1009. — À M. THIERIOT.
7 janvier.

Pourquoi avez-vous écrit une lettre[1] sèche et peu convenable à Mme  du Châtelet, dans les circonstances présentes ? Au nom de notre amitié, écrivez-lui quelque chose de plus fait pour son cœur. Vous connaissez la fermeté et la hauteur de son caractère ; elle regarde l’amitié comme un nœud si sacré que la moindre ombre de politique en amitié lui paraît un crime.

Comment lui dites-vous que vous haïssez les libelles autant que vous aimez la critique, après lui avoir envoyé la lettre manuscrite contre Moncrif, les vers contre Bernard, contre Mme  Sallé ? Que voulez-vous qu’elle pense ?

Encore une fois, mandez-lui que vous ne balancez pas un moment entre Desfontaines et votre ami ; rendez gloire à la vérité. Non, vous n’avez point oublié le titre du libelle de Desfontaines ; il était intitulé Apologie du sieur de Voltaire. Elle en a ici la preuve dans deux de vos lettres ; nous en avons parlé dans votre dernier voyage. Paraître reculer, paraître se rétracter avec elle, c’est un outrage. Hélas ! c’en serait un de ne pas engager le combat pour son ami. Oue sera-ce de fuir dans la bataille !
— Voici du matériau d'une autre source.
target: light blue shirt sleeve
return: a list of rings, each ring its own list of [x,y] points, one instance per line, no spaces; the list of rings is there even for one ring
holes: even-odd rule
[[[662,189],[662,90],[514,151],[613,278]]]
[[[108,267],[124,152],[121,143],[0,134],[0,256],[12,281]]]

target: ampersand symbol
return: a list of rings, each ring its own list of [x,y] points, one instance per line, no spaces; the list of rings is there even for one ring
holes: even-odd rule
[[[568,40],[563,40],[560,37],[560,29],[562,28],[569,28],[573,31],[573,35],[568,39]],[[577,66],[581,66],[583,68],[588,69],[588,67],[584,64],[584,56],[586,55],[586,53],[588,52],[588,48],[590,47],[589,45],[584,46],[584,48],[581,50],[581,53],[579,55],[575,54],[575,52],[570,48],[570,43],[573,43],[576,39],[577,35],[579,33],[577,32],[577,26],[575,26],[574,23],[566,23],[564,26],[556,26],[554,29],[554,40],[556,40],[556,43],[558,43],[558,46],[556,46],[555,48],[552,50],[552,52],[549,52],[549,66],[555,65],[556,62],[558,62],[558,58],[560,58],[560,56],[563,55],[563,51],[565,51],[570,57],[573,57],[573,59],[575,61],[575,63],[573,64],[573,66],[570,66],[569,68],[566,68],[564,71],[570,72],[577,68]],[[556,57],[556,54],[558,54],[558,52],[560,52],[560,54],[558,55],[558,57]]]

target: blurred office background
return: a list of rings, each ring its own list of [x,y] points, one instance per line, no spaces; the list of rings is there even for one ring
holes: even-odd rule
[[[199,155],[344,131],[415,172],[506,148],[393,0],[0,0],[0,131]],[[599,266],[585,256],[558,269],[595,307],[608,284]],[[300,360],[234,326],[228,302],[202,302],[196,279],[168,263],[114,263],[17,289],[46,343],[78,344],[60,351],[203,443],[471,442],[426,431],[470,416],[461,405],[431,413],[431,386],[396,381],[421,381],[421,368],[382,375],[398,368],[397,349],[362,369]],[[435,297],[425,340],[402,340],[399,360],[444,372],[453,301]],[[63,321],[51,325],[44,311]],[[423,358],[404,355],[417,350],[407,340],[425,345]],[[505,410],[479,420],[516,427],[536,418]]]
Des amis de deux jours brillent de prendre ma défense, et vous m’abandonnerez, tendre ami de vingt-cinq ans ! Vous donnerez à M. de Riclielieu le sujet de dire encore que je suis décrié par vous-même ! Que dira le prince royal ? Que diront ceux qui savent aimer ?

Peut-être qu’à souper, chez Laïs ou Catulle,
Cet examen profond passe pour ridicule[2].

Mais, mon ami, n’est-on fait que pour souper ? Ne vit-on que pour soi ? N’est-il pas beau de justifier son goût et son cœur, en justifiant son ami ?

Dites-moi tout naturellement si vous avez envoyé le libelle au prince royal. Cela est d’une importance extrême. Parlez à M. d’Argenson[3], dites-lui les choses les plus tendres pour moi. Voyez M. d’Argental. Écrivez au prince que je suis malade, et comptez sur votre ami pour jamais.

  1. Voyez lettre 1001.
  2. Vers 16 du sixième Discours sur l’Homme.
  3. Le marquis d’Argenson, auquel est adressée la lettre 1097.